LogRhythm, a security intelligence and analytics firm owned by Thoma Bravo, will merge with competitor Exabeam, which provides AI-driven security operations. Exabeam is also owned by Thoma Bravo. The merged company aims to enhance R&D investments, product innovation, service coverage, and customer support. The deal will close in the third quarter of 2024, with financial terms undisclosed.
Mergers and acquisitions play a critical role in shaping cybersecurity prevention strategies. However, mergers and acquisitions also burden organizations and managed security service providers (MSSPs).
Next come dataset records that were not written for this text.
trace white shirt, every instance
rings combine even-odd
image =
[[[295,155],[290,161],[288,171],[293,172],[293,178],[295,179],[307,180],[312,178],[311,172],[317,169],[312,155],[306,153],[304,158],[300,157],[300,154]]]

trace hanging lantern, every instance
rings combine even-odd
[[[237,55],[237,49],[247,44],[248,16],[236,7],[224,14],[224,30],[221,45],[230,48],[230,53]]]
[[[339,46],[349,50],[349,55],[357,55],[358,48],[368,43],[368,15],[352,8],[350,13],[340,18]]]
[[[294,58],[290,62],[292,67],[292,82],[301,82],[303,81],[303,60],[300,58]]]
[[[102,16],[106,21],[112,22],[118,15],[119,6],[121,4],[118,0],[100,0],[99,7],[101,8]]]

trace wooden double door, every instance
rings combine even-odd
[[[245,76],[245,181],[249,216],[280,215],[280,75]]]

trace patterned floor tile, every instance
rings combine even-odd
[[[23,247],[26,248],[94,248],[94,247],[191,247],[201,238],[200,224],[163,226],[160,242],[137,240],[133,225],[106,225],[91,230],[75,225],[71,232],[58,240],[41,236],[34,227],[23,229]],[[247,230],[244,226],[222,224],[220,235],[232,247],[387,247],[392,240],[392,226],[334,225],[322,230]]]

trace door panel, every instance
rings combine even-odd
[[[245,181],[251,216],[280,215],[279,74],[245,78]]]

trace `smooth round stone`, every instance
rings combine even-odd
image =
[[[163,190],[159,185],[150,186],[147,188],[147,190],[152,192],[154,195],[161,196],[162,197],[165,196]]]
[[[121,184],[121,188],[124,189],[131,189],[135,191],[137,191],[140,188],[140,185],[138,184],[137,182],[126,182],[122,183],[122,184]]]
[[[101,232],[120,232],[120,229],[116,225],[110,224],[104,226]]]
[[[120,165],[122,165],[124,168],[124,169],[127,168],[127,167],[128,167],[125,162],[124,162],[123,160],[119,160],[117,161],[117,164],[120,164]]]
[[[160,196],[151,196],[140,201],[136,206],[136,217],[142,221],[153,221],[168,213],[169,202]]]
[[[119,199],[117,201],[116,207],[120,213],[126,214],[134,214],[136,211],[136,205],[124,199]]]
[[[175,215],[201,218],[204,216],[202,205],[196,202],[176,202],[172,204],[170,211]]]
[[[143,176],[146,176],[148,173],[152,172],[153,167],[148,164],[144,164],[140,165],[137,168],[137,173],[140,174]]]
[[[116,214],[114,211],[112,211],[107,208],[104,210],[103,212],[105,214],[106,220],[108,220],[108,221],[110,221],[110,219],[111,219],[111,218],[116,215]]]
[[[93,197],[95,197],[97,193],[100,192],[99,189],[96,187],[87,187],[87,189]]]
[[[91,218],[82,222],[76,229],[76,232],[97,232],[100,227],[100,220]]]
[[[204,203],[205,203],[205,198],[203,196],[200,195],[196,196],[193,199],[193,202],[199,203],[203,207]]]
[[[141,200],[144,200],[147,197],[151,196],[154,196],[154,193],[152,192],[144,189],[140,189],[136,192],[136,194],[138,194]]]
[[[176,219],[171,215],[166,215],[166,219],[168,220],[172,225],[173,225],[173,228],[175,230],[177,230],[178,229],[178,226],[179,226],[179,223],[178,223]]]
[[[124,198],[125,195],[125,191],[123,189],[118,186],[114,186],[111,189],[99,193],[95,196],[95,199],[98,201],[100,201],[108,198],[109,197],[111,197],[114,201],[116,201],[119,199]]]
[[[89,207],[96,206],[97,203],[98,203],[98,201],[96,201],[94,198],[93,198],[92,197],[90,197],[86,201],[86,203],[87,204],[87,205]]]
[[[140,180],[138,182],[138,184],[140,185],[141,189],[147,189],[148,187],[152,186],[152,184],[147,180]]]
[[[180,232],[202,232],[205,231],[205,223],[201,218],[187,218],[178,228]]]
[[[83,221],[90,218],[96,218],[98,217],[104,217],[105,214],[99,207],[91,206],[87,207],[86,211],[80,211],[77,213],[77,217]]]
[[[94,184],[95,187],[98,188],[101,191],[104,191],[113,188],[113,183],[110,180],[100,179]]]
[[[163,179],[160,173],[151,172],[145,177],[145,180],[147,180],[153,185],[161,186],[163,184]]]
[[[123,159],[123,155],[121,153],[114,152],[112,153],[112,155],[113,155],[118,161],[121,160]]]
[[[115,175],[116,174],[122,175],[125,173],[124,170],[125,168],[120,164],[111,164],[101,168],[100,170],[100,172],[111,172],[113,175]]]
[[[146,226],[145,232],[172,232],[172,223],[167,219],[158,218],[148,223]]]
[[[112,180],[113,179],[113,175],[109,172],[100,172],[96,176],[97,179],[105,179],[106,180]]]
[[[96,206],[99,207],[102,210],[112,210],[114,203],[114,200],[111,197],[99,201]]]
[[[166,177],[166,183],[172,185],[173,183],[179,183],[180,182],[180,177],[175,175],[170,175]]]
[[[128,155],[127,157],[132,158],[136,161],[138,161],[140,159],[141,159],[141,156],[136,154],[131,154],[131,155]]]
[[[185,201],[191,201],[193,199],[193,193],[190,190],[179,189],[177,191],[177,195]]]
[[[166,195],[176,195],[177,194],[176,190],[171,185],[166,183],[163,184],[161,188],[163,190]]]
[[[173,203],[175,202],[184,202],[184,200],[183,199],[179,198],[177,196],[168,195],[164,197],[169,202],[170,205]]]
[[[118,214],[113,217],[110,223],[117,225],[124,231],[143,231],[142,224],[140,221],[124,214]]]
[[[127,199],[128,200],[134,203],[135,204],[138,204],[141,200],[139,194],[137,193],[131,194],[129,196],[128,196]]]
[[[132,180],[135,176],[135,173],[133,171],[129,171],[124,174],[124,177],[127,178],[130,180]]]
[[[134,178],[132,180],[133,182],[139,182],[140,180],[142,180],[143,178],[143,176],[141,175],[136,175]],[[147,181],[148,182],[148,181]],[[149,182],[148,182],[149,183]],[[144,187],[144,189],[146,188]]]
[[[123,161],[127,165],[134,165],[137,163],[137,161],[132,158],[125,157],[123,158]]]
ForeNova, a managed detection and response (MDR) provider based in the European Union (EU), understands the importance of minimizing service disruptions affecting its clients. Its choice of service offerings and platforms to deliver its offerings understand the need to maintain consistency and innovation to support its clients.
Like many in the tech space, ForeNova pays close attention to companies acquired by private equity or large companies.
Are you concerned about disruptions to your current cybersecurity protection portfolio?
Click here to schedule a discussion with ForeNova's solutions experts to assess your current capabilities and identify potential future risks.
What is the Role of Privacy Equity (PE) in Cybersecurity?
“The global information technology sector is still highly concerned about cybersecurity in 2024, especially after a significant increase in security incidents last year. After experiencing a decline of over 18% in cybersecurity mergers and acquisitions in 2023, experts predict a strong and dynamic M&A environment for 2024.”
The role of cybersecurity in private equity is critical. PE investments become a driver of sustained growth and credibility. PE firms prioritize cybersecurity in their investment approaches to ensure their financial security and improve the strength of the industries they influence.
PE Firms Continue To Be Targeted By Global Hackers
Private equity firms face significant risks from potentially malicious actors as they handle vast amounts of personal and financial information. Therefore, they must enhance their cybersecurity practices and technology while fostering a security-conscious culture within the company.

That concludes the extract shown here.